Pequeña gacela, al acercarme en plena fiesta de fin de año, vas y me sueltas que nanay, que tú en catalán no me hablas, labios de fresa, que lo sabes pero que no, no, que eso no te gusta, en la boca no. Y es que se veía a venir, que mientras el Barça, Gaudí y Ferran Adrià han acabado triunfando a tope, el catalán se nos ha ido quedando mustio como el perejil de la canción que me cantaba mi madre, mondo de hojas, y ya no nos enrolla ni a los catalanes. ¿Cómo me voy a enojar contigo, ojos de almendra, si lo tuyo no es más que el derecho a decidir? Si lo de la Catalunya libre pinta como pinta, como un esperpento que a lo mejor acaba bien, pero eso sí, siempre y cuando sea una república libre y española. Española y en español, ahí no hay misterio. Si yo he conocido catalanohablantes jóvenes de la Garrotxa que hablan entre ellos sólo en español, si yo he oído el rumor inquietante de las escuelas. Si hasta el protoministerio de la Cultura catalana substituyó hace tiempo su librería de libros catalanes de la Rambla por una tasca, si hasta la policía catalana, sí, esa, la que lleva sin sonrojo las cuatro barras en el pecho, habla siempre en español a condición de que no espose a quien tú ya sabes. Mira que me lo tenía dicho Pere Aragonès hace años, cuando tomábamos tila en la calle Calabria, cuando él ni era diputado ni confaloniero de nada ni yo me había leído aún la tesis doctoral de Oriol Junqueras: “si el precio de la independencia es renunciar al catalán, lo firmo ahora mismo”. Me lo dijo muy serio, como si la independencia fuera algo irreversible como cuando sacas la pasta de dientes fuera del tubo. Como si la lengua española, común con nuestros vecinos, no tuviera gravedad ni inercia política.
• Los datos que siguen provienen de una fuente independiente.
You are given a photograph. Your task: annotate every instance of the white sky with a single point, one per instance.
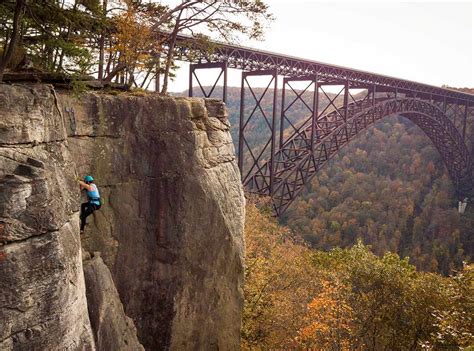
(425, 41)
¿Cómo hemos sido tan ingenuos al pensar que podíamos seducir a favor de la independencia a todos los catalanes sólo con números y cuentas?

Pero, vale, tienes razón que los políticos nunca se enteran de nada. Tú piensas que el catalán es feo para llevártelo a la boca, criatura, pero digo yo que a Pablo Ruiz Picasso debía de gustarle porque cuando llegó a Barcelona con quince años, en 1896, lo aprendió de corrido y siguió hablándolo y hablándolo incluso cuando ya vivía en París y algunos de por aquí iban a visitarle. En catalán recorría el pintor las calles, compraba el llonguet o intimaba con alguna señorita de la calle Avinyó. Me imagino que le gustaba el catalán porque aún no había sido secuestrado por esos señores y señoras tan aburridos y solemnes, los de la cultura catalana de hoy, esos que te miran fijamente como si les debieras mil eurazos. Que parece que escriban no ya de espaldas sino directamente contra el pueblo de Catalunya. Contra este pueblo inculto e ingrato que no les vitorea. Por eso cuando el escritor Albert Sánchez Piñol escribió Victus en español tuvo las ventas que tuvo en Catalunya, porque muchos entendieron que ese libro no iba a ser un tostón arrogante, otro engendro de esos. A lo mejor el catalán hoy sólo sirve si es para hablar de Catalunya y para los de tu edad ha perdido su luminosa belleza de miel y diamante. Al maestro Quim Monzó un día le preguntaron que si se pusiera ahora a escribir si lo haría en catalán y, antes de marcharse, nos contestó que, por favor, no le hiciéramos esa pregunta. Yo, la verdad es que te entiendo, belleza, jamás te sentirás seducida por los periodistas ramplones del soberanismo, por la pescaderas que cacarean por televisión, por las camisetas sudadas de las manifestaciones, por los trabucaires, por ese cutrerío tontorrón tan nuestro, por ese modo de ser tan hortera que tiene el independentismo que cita a Miquel Martí i Pol e ignora a Josep Carner. ¿Cómo hemos sido tan ingenuos al pensar que podíamos seducir a favor de la independencia a todos los catalanes sólo con números y cuentas? ¿Cómo se nos ha olvidado en esta ocasión el gran diseño y la cultura que mola? Mientras lo español sea más enrollado que lo catalán no vamos a ninguna parte.